I have to design a combinatorial algorithm based on some simmetries of an hypercube and I'm pretty sure such a problem has already been studied. Let's start with a 3D case. Consider a cube like the one below, i can divide it into tetrahedra. I can divide the cube with 6 tetrahedra. The observation I need to formalize how many tetrahedra share a given edge/face etc of a given tetrahedron. Looking at my original cube, lets consider the tetrahedron, DHFE, the edge DF would be shared by all the others tetrahedron, the edge DE and HF would be shared by two tetrahedron at most and so on, similar observation can be done for the face DEF as example.

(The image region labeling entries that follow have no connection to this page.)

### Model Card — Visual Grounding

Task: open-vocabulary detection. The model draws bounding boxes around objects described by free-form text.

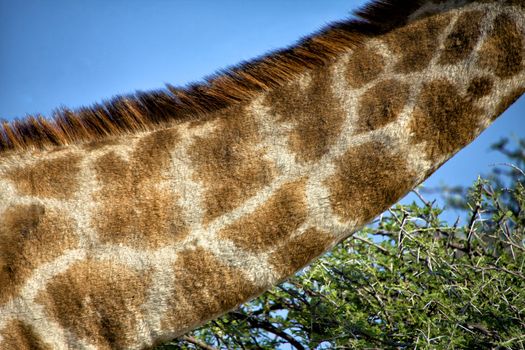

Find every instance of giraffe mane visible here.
[0,0,426,153]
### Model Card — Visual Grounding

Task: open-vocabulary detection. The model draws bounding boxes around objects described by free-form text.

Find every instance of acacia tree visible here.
[160,140,525,350]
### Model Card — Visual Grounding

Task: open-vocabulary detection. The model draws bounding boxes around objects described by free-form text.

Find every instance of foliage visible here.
[162,140,525,350]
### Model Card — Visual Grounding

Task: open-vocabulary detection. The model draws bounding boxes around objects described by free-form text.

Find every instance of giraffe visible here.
[0,0,525,349]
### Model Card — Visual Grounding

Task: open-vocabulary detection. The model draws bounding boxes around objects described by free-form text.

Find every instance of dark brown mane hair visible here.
[0,0,425,152]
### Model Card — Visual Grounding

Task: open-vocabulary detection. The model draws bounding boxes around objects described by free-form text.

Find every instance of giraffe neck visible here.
[0,1,525,349]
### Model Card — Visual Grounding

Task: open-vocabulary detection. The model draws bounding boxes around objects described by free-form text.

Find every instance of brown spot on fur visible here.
[162,248,261,334]
[491,87,525,120]
[0,204,77,304]
[479,14,525,79]
[346,46,385,89]
[93,129,188,248]
[269,228,335,278]
[385,13,451,73]
[467,77,494,100]
[220,179,307,252]
[326,141,415,224]
[0,0,430,153]
[439,11,485,64]
[36,259,151,349]
[356,79,409,133]
[265,68,345,162]
[410,80,483,159]
[0,320,52,350]
[7,155,80,199]
[188,107,274,222]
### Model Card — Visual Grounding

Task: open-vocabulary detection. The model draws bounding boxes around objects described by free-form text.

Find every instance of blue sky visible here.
[0,0,525,216]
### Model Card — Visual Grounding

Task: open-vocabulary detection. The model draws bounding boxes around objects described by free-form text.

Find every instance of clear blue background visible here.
[0,0,525,219]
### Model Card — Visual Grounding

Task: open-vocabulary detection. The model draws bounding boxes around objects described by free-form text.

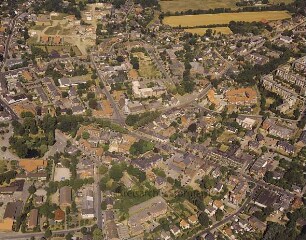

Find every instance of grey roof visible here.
[3,201,23,220]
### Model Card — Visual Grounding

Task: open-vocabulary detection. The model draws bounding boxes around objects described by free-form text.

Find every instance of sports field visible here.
[159,0,293,13]
[163,11,291,27]
[185,27,232,35]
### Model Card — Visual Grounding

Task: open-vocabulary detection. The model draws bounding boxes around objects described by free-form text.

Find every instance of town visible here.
[0,0,306,240]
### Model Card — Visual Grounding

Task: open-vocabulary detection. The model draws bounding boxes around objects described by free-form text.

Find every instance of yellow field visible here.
[164,11,291,27]
[185,27,232,35]
[159,0,293,12]
[159,0,237,12]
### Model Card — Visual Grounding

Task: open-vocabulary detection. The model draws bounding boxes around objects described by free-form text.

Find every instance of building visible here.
[225,88,257,106]
[236,116,256,130]
[54,208,65,223]
[128,196,168,226]
[3,201,23,222]
[27,209,38,229]
[81,189,95,219]
[277,141,295,154]
[180,219,190,230]
[59,186,72,208]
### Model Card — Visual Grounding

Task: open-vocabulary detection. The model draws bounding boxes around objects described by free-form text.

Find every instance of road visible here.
[3,15,19,70]
[94,162,103,229]
[90,53,125,125]
[188,192,253,240]
[59,134,103,229]
[0,225,92,240]
[43,130,67,159]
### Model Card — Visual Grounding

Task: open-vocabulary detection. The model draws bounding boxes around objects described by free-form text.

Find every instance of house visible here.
[81,189,95,219]
[54,208,65,223]
[269,124,294,140]
[59,186,72,208]
[225,88,257,106]
[279,36,293,44]
[160,231,171,240]
[277,141,295,154]
[204,205,216,217]
[188,215,199,225]
[170,225,181,237]
[34,196,44,206]
[213,182,223,193]
[236,116,256,130]
[180,219,190,230]
[0,218,14,232]
[254,188,279,208]
[212,200,224,210]
[19,159,47,172]
[28,209,38,229]
[3,201,23,222]
[201,232,216,240]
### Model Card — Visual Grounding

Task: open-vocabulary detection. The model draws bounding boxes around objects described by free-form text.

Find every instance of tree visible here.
[88,98,98,109]
[28,185,36,195]
[109,164,126,182]
[82,132,90,140]
[45,228,52,238]
[65,233,73,240]
[215,209,224,221]
[81,227,88,235]
[62,91,69,98]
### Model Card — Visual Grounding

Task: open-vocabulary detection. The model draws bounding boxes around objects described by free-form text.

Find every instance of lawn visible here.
[185,27,232,35]
[163,11,291,27]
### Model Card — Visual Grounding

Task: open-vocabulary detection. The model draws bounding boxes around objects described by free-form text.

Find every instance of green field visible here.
[160,0,293,12]
[163,11,291,27]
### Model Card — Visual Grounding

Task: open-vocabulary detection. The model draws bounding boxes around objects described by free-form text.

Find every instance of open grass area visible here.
[185,27,232,35]
[164,11,291,27]
[159,0,293,13]
[51,13,68,20]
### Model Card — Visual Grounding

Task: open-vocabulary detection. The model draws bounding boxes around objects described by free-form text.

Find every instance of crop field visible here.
[160,0,237,12]
[185,27,232,35]
[163,11,291,27]
[159,0,293,13]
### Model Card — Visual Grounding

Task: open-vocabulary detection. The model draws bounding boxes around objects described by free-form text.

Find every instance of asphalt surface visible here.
[0,97,19,120]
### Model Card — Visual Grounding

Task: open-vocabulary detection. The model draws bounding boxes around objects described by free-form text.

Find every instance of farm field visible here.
[163,11,291,27]
[159,0,293,13]
[37,46,82,56]
[185,27,232,35]
[160,0,237,12]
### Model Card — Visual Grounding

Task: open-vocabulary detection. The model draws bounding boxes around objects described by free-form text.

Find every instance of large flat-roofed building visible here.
[128,196,168,226]
[59,186,72,207]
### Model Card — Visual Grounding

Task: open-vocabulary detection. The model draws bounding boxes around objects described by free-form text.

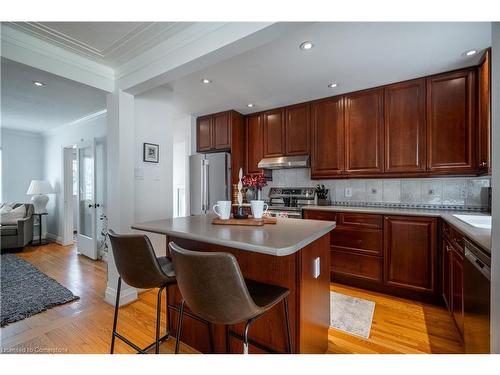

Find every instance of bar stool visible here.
[169,242,292,354]
[108,230,176,354]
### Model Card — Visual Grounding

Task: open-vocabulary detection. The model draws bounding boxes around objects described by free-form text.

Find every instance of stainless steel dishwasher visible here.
[464,240,491,353]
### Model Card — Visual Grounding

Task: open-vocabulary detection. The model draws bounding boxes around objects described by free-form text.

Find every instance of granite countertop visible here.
[303,206,491,253]
[132,215,335,256]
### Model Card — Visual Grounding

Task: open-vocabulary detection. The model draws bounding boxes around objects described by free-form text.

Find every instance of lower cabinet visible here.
[384,216,437,294]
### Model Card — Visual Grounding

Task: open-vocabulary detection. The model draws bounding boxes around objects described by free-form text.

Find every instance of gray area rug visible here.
[330,292,375,339]
[0,254,80,327]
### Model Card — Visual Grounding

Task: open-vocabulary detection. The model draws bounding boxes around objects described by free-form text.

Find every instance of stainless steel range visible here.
[268,187,315,219]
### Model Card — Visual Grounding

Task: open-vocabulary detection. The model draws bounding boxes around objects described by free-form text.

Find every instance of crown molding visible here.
[0,24,115,92]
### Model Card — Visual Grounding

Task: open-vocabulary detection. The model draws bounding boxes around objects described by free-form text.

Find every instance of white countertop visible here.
[132,215,335,256]
[303,206,491,253]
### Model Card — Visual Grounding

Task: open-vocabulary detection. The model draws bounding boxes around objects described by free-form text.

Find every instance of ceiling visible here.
[166,22,491,115]
[10,22,193,68]
[1,58,106,132]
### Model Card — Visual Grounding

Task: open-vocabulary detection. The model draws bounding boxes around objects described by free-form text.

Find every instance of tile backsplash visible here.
[263,168,491,210]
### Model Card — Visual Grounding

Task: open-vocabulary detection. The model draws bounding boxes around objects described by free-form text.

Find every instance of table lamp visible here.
[26,180,54,214]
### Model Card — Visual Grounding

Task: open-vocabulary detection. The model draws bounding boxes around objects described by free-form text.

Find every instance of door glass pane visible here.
[78,146,94,237]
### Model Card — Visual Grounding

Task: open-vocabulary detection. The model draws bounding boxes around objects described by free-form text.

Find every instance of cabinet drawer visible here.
[330,251,382,282]
[304,210,337,221]
[339,212,383,229]
[330,226,383,255]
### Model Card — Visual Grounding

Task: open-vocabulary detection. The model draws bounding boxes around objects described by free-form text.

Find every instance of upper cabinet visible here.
[384,79,427,173]
[263,108,285,158]
[285,103,311,155]
[196,111,245,183]
[344,89,384,176]
[478,49,491,174]
[427,69,478,174]
[246,113,264,174]
[311,96,344,178]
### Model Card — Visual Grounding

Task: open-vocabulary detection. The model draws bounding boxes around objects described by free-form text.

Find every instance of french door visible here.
[77,139,98,260]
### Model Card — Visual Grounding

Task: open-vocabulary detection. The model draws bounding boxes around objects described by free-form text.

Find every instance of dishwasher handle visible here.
[465,248,491,280]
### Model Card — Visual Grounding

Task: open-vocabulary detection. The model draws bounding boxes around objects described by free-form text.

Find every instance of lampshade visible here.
[26,180,54,195]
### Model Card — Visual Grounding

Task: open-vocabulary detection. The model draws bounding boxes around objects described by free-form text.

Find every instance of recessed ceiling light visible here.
[463,49,477,56]
[300,41,314,51]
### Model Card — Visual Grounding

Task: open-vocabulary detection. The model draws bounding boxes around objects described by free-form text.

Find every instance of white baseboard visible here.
[104,286,137,306]
[47,233,64,246]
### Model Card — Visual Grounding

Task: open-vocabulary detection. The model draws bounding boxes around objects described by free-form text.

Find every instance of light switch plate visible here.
[313,257,321,279]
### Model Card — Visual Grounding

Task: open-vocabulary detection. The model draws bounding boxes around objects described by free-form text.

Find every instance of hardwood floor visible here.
[0,244,463,354]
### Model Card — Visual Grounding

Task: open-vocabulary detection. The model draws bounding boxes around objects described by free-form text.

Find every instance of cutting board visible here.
[212,217,277,227]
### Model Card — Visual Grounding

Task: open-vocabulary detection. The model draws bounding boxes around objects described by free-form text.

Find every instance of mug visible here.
[212,201,231,220]
[250,201,269,219]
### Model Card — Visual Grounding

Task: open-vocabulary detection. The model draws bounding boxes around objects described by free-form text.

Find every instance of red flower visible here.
[241,174,267,190]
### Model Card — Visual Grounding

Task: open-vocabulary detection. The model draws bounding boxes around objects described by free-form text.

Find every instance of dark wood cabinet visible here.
[344,89,384,176]
[384,216,437,294]
[311,96,345,178]
[263,108,285,158]
[285,103,311,155]
[427,69,478,174]
[450,246,464,335]
[246,114,264,174]
[384,79,427,173]
[196,115,213,152]
[441,236,452,311]
[478,48,491,174]
[212,112,231,150]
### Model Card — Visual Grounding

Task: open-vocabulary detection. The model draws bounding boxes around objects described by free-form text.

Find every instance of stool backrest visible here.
[108,230,169,289]
[169,242,259,324]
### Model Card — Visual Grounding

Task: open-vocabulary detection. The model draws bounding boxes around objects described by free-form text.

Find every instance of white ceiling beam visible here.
[115,22,311,95]
[0,24,115,92]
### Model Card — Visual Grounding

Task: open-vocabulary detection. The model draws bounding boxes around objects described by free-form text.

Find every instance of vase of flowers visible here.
[241,174,267,202]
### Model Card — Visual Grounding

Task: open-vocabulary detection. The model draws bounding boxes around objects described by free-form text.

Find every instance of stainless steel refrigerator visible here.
[189,152,231,215]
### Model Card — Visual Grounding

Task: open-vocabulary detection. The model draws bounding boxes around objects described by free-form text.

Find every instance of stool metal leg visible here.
[243,319,255,354]
[110,277,122,354]
[175,300,186,354]
[155,287,163,354]
[283,297,292,354]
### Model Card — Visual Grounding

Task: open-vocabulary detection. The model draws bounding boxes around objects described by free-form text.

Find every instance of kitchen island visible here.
[132,215,335,353]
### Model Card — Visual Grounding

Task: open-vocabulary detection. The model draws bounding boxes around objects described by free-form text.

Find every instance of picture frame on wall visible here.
[142,143,160,163]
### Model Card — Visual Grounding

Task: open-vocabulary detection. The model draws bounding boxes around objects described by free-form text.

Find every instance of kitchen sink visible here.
[453,215,491,229]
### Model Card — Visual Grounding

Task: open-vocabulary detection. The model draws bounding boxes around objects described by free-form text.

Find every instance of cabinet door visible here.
[384,79,426,173]
[196,116,213,152]
[345,89,384,175]
[478,49,491,173]
[246,114,264,173]
[384,216,437,293]
[264,108,285,158]
[451,248,464,335]
[285,103,311,155]
[212,112,231,150]
[427,70,477,174]
[441,238,452,311]
[311,96,344,178]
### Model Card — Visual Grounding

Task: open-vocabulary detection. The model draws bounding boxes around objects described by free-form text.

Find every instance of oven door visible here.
[267,209,302,219]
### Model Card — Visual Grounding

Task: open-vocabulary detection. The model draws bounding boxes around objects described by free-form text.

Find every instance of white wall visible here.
[1,129,44,206]
[491,22,500,354]
[135,88,192,255]
[44,113,107,241]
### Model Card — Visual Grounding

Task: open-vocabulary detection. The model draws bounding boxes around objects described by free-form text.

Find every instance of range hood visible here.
[258,155,309,169]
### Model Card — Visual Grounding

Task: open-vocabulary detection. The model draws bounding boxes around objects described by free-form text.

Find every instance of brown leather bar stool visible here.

Let's say i have an hypercube described by:
$$ C=\left\{ \vec{i}=(i_1,...,i_k) : ||\vec{i}||_{\infty} \leq n-1, i_k \in \left\{ 0,1,\ldots,n-1\right\},k=1,\ldots,n-1 \right\} $$
Let's consider
$$ C_1 = C \cap \left\{0\leq i_1 \leq i_2 \leq \ldots \leq i_k \right\}, $$
The question is: 1. Is it correct to say that all the edges, faces, other subset of greater dimension, are given by setting two or more indices to be equal? 2. For given object described in the previous point how many other hyper-tetrahedra share such an object?
What I've tried so far is to work on permutations/repetitons etc, but my argument is more based on observations rather than formal theory, and I'm pretty sure such problems are well known, i have some background in combinatorics algorithms if that could help a bit to formalize what i'm trying to do.
(I'm sorry for the formality, but actually combinatorics it's not my strong point).